The resignation of Pope Benedict XVI elicited all sorts of praise from Jewish community leaders; the election of Pope Francis and his subsequent meetings with Jewish leaders equal declarations of hope for a bright future for Catholic-Jewish relations.

But the focus on the Catholic Church at a time of transition also raises serious, time-sensitive questions for Jews. Specifically, why won’t the Vatican open its archives that cover the years of the Shoah and its immediate aftermath?  It’s not only the wartime and post-war record of Pius XII and the Vatican that we should be concerned with, we still don't know what happened to hundreds, maybe thousands of children left for safekeeping in monasteries, convents, and Catholic homes whose parents and other relatives never came back to retrieve them at war's end.

What is the Vatican hiding?

Not only was the Vatican complicit in the mass murder of European Jews, but their policies saw to it that there would be fewer Jews in surviving generations by making sure at least some became and remained Catholic.  It's not as though the Church doesn't have a long history of baptizing Jewish children and keeping them.  Indeed documents have come to light in recent years indicating that this practice continued during, and after the Shoah.

This is what makes the Jewish accolades showered upon Benedict XVI and his post-Shoah predecessors, including the much admired John XXIII, so troubling. Regardless of what any of these men did to better Catholic-Jewish relations, and I don't deny they are better because of those efforts, there are still critical unanswered questions.

The Vatican has the answers, but they won’t give them to us.

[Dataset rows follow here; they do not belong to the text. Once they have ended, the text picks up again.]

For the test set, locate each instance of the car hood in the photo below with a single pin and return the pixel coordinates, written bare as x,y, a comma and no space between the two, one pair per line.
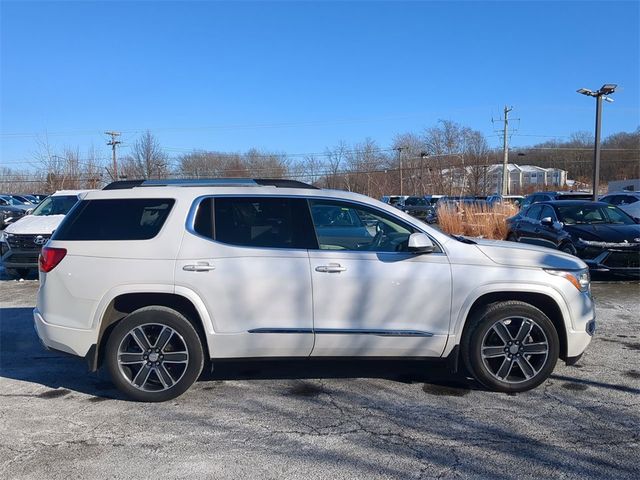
605,232
40,224
521,255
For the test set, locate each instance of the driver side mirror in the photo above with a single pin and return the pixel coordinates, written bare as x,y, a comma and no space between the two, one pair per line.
420,243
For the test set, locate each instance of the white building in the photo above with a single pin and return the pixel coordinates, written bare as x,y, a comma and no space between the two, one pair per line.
521,177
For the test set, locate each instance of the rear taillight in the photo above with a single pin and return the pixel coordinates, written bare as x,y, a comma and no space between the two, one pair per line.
50,257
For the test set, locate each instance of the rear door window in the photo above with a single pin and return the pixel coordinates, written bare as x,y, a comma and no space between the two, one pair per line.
115,219
268,222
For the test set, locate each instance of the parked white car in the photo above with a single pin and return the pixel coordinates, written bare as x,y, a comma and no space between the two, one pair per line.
629,202
178,273
21,241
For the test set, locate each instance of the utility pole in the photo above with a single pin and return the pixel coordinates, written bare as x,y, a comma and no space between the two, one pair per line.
399,149
505,150
114,143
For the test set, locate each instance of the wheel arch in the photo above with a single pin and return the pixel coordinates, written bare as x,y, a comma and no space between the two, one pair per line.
120,305
541,300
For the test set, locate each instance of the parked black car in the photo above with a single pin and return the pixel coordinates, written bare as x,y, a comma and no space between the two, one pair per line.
549,196
602,235
420,208
11,210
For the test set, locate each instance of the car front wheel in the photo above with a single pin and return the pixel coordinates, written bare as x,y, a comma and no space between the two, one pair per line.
154,354
510,346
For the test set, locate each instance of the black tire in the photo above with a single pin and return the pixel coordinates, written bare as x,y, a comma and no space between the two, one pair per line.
481,337
183,369
568,247
18,273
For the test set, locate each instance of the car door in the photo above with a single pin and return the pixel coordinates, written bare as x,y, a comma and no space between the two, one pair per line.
246,258
371,296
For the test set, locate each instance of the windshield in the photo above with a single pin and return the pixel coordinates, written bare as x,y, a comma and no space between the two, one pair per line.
416,201
592,215
59,205
12,201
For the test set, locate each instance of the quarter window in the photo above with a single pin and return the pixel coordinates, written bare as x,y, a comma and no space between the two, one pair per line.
345,226
115,219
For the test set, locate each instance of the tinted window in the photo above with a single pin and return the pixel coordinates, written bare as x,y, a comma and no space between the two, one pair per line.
627,200
121,219
547,211
58,205
263,222
367,229
203,223
534,212
593,214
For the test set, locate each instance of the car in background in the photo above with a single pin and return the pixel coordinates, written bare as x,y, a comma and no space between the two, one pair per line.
605,237
420,208
515,200
11,210
21,241
548,196
393,200
22,198
626,201
30,198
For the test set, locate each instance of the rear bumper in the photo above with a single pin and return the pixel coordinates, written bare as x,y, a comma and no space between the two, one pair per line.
74,341
12,258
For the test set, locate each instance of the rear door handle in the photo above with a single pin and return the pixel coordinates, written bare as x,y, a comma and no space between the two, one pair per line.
199,267
331,268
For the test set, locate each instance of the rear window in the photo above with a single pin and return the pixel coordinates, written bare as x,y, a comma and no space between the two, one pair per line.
115,219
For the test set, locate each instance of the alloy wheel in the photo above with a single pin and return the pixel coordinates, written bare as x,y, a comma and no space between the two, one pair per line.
514,349
153,357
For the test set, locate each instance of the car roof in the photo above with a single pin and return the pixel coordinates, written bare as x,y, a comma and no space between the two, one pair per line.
564,203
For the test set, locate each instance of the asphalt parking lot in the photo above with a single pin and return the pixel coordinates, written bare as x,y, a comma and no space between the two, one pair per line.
319,419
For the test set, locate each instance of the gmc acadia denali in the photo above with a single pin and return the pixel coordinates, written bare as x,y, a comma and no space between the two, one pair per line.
155,278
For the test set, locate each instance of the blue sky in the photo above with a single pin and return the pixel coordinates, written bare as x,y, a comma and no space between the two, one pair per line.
298,77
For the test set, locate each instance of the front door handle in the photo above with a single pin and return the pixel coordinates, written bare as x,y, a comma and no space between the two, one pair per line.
331,268
198,267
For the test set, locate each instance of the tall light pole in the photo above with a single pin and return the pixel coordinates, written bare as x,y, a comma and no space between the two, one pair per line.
606,89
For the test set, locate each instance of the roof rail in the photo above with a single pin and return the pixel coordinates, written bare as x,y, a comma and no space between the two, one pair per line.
209,182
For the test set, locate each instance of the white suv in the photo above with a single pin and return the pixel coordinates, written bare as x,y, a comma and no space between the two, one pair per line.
156,278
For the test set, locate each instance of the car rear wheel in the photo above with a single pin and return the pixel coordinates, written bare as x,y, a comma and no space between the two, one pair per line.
154,354
510,346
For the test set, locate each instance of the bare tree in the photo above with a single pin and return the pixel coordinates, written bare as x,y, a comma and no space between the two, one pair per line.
147,159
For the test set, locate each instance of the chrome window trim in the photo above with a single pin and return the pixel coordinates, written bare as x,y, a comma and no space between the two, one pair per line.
193,210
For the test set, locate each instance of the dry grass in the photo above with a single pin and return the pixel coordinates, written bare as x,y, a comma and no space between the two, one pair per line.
476,220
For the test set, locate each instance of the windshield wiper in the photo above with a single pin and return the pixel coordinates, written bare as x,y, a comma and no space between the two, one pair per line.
462,239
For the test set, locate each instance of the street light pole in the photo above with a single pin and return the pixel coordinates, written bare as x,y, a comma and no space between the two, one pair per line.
606,89
596,150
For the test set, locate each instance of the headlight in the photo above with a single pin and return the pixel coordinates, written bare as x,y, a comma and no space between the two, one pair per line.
579,279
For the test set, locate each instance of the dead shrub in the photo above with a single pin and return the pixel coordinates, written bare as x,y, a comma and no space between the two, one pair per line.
476,220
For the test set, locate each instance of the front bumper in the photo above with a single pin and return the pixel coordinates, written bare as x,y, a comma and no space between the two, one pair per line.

This renders olive branches to the Jews by post-Shoah  popes virtually meaningless.

Why is this issue so noticeably absent from Jewish praise of these and previous popes?  Why the reluctance to push the issue? Why do we permit the Catholic Church to have any control at all over our lives?  We are past the era when we lived at the sufferance of the Church.  Yet we continue to behave as though little has changed.

There is some evidence that Pope Francis thinks the archives should be open, but we cannot afford to be silent. Our leaders must demand the archives be opened and that the Vatican immediately be forthcoming with the names and birthplaces of the children who were given to them for safekeeping during World War II.

Their families deserve the comfort of closure in their remaining years and time is running out.